Of all 33 studies referenced by Van Howe in his meta-analysis, after multivariate analysis, 16 showed an association between lack of male circumcision and risk for HIV infection, 4 showed a trend towards an association, 12 showed no association (of which 4 were sub-studies of a larger study, as indicated above), and only one (a cross-sectional study from Rwanda) showed circumcision associated with an increased risk for HIV infection. This last study examined HIV infection in women, who were asked the circumcision status of their male partners. The authors comment that few male partners in the study (6%) were circumcised, and that these men may have constituted a population with high-risk sexual behaviour. The authors also state that it is likely that some men were circumcised as a result of treatment for venereal disease, which would have introduced additional bias.

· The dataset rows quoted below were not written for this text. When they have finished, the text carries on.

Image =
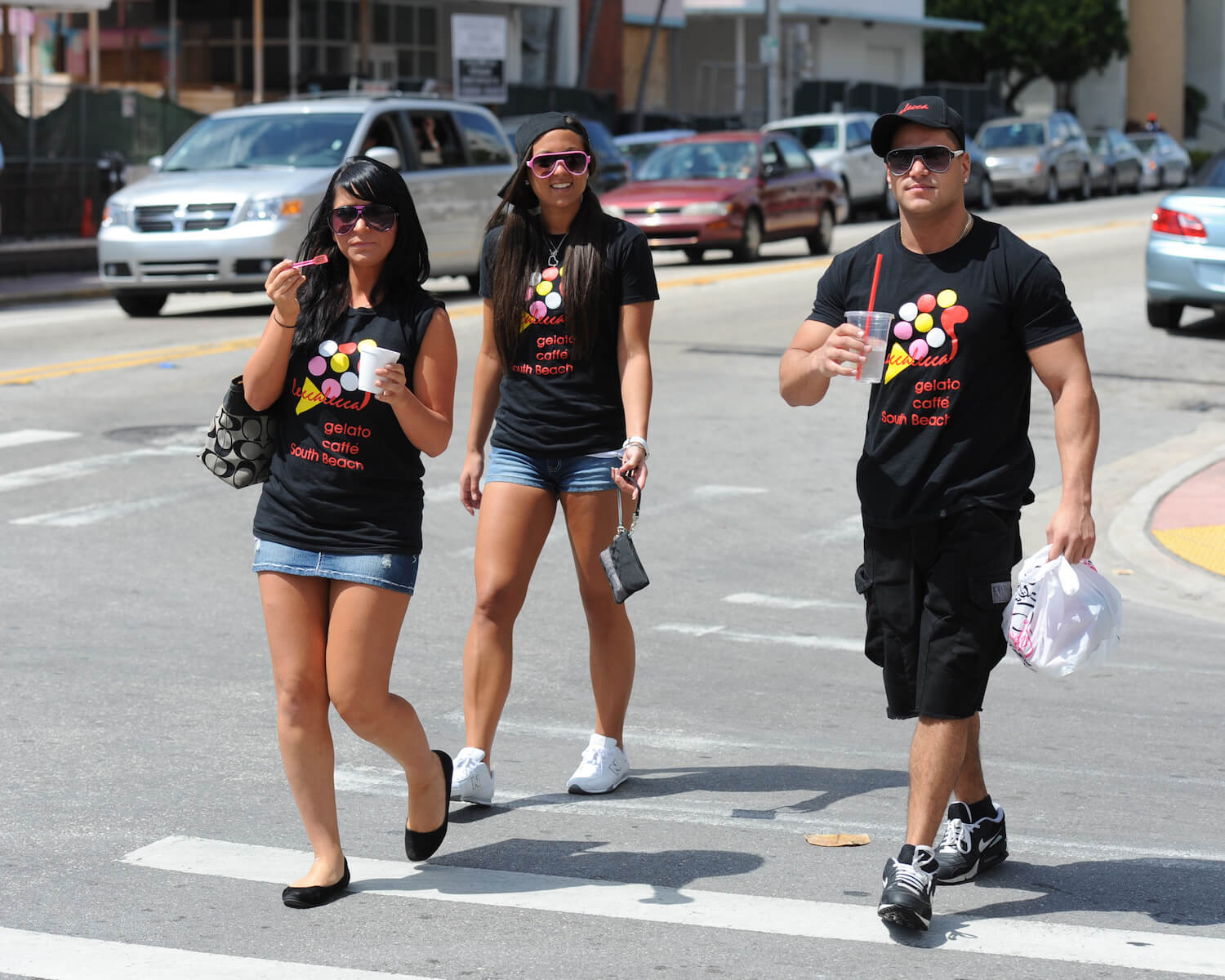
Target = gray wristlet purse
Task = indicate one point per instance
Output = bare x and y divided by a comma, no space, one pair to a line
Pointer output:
620,559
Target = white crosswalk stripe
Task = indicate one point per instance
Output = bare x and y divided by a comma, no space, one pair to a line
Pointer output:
31,436
51,957
1132,950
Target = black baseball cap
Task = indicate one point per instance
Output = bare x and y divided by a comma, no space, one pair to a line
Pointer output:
925,110
531,130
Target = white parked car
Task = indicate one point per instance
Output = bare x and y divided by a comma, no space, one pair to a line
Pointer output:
234,195
843,142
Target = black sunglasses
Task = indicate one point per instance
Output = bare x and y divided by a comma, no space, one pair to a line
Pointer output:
935,158
377,217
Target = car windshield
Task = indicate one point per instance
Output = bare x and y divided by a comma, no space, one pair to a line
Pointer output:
252,141
816,137
1012,135
701,161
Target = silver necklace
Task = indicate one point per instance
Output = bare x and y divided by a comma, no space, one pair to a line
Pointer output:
555,249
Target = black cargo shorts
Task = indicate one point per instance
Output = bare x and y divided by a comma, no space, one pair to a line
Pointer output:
936,595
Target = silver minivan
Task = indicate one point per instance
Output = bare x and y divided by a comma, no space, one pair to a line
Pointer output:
234,195
1036,157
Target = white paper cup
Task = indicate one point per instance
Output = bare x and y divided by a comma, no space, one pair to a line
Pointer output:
372,360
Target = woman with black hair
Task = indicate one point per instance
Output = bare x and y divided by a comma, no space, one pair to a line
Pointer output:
565,372
338,526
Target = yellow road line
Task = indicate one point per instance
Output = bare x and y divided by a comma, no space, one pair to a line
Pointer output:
129,359
137,358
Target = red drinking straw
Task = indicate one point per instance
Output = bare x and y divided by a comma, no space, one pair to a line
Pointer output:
871,305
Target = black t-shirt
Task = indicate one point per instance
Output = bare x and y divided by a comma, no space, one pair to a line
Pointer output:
948,425
554,402
345,479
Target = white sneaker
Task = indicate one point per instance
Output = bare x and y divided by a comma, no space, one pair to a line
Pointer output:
472,781
604,767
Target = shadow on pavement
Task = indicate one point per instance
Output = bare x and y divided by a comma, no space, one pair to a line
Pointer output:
544,865
828,786
1174,892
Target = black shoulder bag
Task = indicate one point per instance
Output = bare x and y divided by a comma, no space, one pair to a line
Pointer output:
620,559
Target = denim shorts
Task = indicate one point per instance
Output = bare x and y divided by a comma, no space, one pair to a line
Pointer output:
394,571
561,474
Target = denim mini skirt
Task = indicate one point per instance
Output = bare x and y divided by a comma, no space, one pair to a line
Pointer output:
396,571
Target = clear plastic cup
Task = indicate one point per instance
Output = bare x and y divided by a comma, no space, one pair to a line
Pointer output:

Prospective study designs are the strongest ones for investigating the association between circumcision and HIV infection, and there are now eight reported studies which have examined the association in such a fashion[2,6]. Six of the eight have found statistically significant associations between lack of male circumcision and risk for HIV infection and the two others have found trends towards an association (relative risks of 3 and 3.5, P values of 0.11). The evidence that lack of male circumcision increases risk for HIV infection appears compelling, contrary to the contention in Van Howe's paper.